The photos on the blog were taken with a mobile phone. Check out Rob’s travel and landscape photography website for images taken with a camera of travels in India and beyond at
An hour by passenger train from Puducherry to Villaparam Junction, 10rps (10p) each, where we picked up the Trichy Express for the four hour trip south to Thanjavur, ‘rice basket of Tamil Nadu’, former capital of the great Chola Empire, location of the World Heritage designated Brihadishwara Temple and, naturally, another hot, dusty, crowded and noisy Indian city. We followed the injunction of the guide book and visited the famous temple twice. In the cool of the morning we entered through the massive Nayak gateway and the two gopuram to the vast open area within surrounded by colonnaded cloisters with their lingam shrines.

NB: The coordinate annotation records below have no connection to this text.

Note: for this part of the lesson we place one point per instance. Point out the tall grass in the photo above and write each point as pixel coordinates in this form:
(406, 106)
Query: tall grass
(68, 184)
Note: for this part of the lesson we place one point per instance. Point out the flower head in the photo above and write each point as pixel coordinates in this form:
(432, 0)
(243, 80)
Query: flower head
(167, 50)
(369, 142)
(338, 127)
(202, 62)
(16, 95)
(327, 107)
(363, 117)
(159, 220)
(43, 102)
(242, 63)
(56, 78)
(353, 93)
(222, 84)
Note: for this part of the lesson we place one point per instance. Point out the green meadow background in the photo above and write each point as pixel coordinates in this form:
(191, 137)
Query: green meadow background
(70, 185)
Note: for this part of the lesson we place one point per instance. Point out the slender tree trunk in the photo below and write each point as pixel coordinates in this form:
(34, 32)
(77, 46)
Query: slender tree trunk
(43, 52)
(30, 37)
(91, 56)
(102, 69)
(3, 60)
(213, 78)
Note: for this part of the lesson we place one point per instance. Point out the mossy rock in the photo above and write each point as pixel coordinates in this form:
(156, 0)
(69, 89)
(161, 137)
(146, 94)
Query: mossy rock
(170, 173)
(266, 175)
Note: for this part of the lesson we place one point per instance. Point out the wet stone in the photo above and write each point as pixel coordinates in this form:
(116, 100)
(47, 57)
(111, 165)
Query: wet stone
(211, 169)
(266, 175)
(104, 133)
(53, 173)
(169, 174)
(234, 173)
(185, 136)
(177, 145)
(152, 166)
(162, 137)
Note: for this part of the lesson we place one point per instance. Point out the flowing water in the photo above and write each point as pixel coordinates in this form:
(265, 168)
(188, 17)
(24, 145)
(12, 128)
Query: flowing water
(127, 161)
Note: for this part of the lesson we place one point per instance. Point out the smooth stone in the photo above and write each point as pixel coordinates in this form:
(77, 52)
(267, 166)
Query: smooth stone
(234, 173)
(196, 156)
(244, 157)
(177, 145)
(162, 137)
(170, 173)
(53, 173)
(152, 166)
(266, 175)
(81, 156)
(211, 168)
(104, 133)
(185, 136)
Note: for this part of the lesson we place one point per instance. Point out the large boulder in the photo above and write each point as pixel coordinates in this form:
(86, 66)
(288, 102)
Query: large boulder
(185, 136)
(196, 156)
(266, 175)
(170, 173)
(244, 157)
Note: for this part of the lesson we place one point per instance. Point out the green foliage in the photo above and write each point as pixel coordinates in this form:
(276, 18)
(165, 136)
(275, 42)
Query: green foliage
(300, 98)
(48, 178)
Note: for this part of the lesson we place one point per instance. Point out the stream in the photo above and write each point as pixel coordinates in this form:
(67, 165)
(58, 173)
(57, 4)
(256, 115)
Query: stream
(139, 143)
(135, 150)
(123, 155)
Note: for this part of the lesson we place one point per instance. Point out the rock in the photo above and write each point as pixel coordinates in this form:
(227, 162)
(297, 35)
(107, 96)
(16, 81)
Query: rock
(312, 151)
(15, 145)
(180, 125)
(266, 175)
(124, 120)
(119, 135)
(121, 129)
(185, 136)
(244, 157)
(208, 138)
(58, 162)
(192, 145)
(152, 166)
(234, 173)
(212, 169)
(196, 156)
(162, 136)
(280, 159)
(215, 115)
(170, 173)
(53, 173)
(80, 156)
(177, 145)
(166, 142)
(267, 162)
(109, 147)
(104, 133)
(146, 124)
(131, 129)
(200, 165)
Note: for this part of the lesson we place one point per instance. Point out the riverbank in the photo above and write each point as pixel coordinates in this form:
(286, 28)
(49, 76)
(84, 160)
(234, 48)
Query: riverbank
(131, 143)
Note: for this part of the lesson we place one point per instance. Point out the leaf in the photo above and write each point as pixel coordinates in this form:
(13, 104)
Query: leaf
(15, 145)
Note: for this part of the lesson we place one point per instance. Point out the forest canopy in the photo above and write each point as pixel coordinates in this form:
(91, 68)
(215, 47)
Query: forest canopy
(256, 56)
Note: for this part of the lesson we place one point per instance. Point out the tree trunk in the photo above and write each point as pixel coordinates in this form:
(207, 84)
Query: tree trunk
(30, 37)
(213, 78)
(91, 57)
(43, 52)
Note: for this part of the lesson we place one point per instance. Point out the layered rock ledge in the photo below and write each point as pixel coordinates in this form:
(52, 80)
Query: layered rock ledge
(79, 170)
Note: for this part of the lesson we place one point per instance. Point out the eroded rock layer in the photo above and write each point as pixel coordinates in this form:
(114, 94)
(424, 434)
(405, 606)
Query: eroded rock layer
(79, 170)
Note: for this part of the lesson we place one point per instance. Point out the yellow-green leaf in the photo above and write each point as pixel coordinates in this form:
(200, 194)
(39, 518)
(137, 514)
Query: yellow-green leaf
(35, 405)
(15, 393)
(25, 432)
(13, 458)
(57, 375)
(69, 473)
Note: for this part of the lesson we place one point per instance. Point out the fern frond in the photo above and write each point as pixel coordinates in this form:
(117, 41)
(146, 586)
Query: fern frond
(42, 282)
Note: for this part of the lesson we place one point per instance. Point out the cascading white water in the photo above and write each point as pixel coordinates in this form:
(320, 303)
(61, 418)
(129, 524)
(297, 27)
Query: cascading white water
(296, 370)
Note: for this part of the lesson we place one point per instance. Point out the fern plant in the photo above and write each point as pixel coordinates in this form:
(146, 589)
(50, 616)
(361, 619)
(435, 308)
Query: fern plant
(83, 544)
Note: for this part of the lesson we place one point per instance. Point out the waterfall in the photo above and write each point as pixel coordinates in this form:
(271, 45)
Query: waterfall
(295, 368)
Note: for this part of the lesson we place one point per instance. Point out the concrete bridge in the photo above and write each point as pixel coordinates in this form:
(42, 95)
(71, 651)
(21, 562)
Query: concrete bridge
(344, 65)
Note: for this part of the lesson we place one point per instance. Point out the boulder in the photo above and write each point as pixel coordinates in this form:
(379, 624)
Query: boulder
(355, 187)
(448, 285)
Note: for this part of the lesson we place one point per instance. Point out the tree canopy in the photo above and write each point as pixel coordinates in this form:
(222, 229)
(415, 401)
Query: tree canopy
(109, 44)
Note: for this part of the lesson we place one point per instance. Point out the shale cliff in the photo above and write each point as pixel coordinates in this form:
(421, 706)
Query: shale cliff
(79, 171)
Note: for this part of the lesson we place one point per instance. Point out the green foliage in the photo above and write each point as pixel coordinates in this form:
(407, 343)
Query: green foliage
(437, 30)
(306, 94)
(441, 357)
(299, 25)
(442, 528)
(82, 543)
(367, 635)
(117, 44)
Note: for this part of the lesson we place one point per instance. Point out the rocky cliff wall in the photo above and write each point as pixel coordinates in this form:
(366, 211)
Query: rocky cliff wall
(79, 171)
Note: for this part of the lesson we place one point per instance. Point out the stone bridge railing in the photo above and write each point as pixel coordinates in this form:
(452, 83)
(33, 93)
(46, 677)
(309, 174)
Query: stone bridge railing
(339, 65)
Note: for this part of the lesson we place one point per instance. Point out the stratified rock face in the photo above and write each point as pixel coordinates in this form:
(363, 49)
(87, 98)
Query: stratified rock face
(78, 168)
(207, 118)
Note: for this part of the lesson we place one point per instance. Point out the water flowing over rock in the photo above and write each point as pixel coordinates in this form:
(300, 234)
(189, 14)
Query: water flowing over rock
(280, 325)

In front is India’s largest sculpture of Nandi, Shiva’s sacred bull, and beyond it the temple itself with its majestic 61 metre high vimana, a tower adorned with a dazzling display of carvings and sculptures. It was this that fixed our attention when we returned in the evening to watch the setting sun turn its stones from umber to pink to a glowing red and, high above us, the kites circling around its decorated top.
The restoration of Thanjavur’s Royal Palace, built by the Nayaks in the fifteenth century and later extended by the Maratha dynasty, is a work in progress. There was a gang of lunghi clad labourers toiling away in the midday heat carrying baskets and basins full of building sand on their heads and much of the site is overgrown. A 50 rupees ticket gave access to the Mahratta Durbar Hall where the Maratha rulers gave audience in the pavilion with its murals and brightly coloured columns, the Art Gallery with its bronze sculpture and, most interesting, the library that displays some of Serfoji II’s remarkable collection. This Nineteenth Century ruler had a real passion for collecting – some 65000 books and 50000 palm leaf and paper manuscripts and looking at some of the more fascinating ones on display occupied us for some time.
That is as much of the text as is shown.